Encouragingly, the clinical trials landscape for de novo SCLC is rapidly expanding, with embedded hope for much-needed progress in survival outcomes. In the absence of widespread available clinical trial options for patients with T-SCLC, opportunities for enrollment on de novo SCLC trials, given the known biologic similarity (despite important differences regarding smoking exposure and other environmental factors), should be considered. As SCLC treatments improve, a deeper understanding of the similarities and differences between de novo SCLC and T-SCLC will become increasingly important. Another important effort moving forward will be developing clinical trial options specifically for patients with T-SCLC where possible, with the acknowledgment that small patient numbers may require multisite trials with innovative design schemas. One example of a potential target to explore in these tumors is AKT signaling, based on compelling preclinical data from Quintanal-Villalonga and colleagues (5) in this article (Fig. 1).

What is next for T-SCLC? We have already highlighted the need for more clinical trial options for patients, discussed above. In addition, this study and surrounding discussion of the data highlight the need to prioritize ongoing collection of biopsy samples from patients at the time of treatment resistance, in order to both identify and learn more about the occurrence of histologic transformation in lung cancer more broadly (Fig. 1). These ongoing efforts for tissue collection will allow more precise characterization of the biologic vulnerabilities associated with risk for transformation. In the future, we also envision a role for liquid biopsy–based plasma markers for histologic transformation, a phenomenon that currently evades our standard-of-care plasma DNA testing for known genomic mechanisms of treatment resistance.

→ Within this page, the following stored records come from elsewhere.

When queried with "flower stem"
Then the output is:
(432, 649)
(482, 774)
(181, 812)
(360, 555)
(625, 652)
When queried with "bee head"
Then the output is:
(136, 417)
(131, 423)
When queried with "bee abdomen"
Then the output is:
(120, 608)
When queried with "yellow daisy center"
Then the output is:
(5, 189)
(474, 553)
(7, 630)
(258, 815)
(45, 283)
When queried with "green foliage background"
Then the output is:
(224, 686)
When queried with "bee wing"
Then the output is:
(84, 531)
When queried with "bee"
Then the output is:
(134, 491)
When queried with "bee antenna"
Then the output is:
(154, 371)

Finally, in both T-SCLC and de novo SCLC, it is clear that we need to continue to move beyond single-gene markers to a broader understanding of genome-wide processes that are at play. In the data presented by these authors, we are able to appreciate the spectrum of changes during lineage transformation on the DNA, RNA, and protein levels, but what data are we still missing? Emerging platforms such as digital spatial profiling can be used moving forward to better understand not only the inner workings of the tumor cells themselves but also the details of how the location of each histologic compartment correlates with the immune infiltrate and the surrounding vasculature. The closer we are able to look, the more clearly we can see that lung tumors exist along a dynamic spatiotemporal spectrum of genomic, epigenomic, and histologic states that are likely driven by tumor-intrinsic as well as environmental factors. Our ability to develop more informed, targeted therapies for patients is reliant on our improved understanding of this biology.

C.M. Lovly reports grants from NIH/NCI during the conduct of the study, grants from Xcovery, and Novartis; other support from Pfizer, Roche, Genentech, AstraZeneca, Takeda, Blueprints Medicine, Cepheid, Foundation Medicine, Eli Lilly/Loxo, Amgen, Daiichi-Sankyo, D2G, and other support from Syros outside the submitted work. No disclosures were reported by the other author.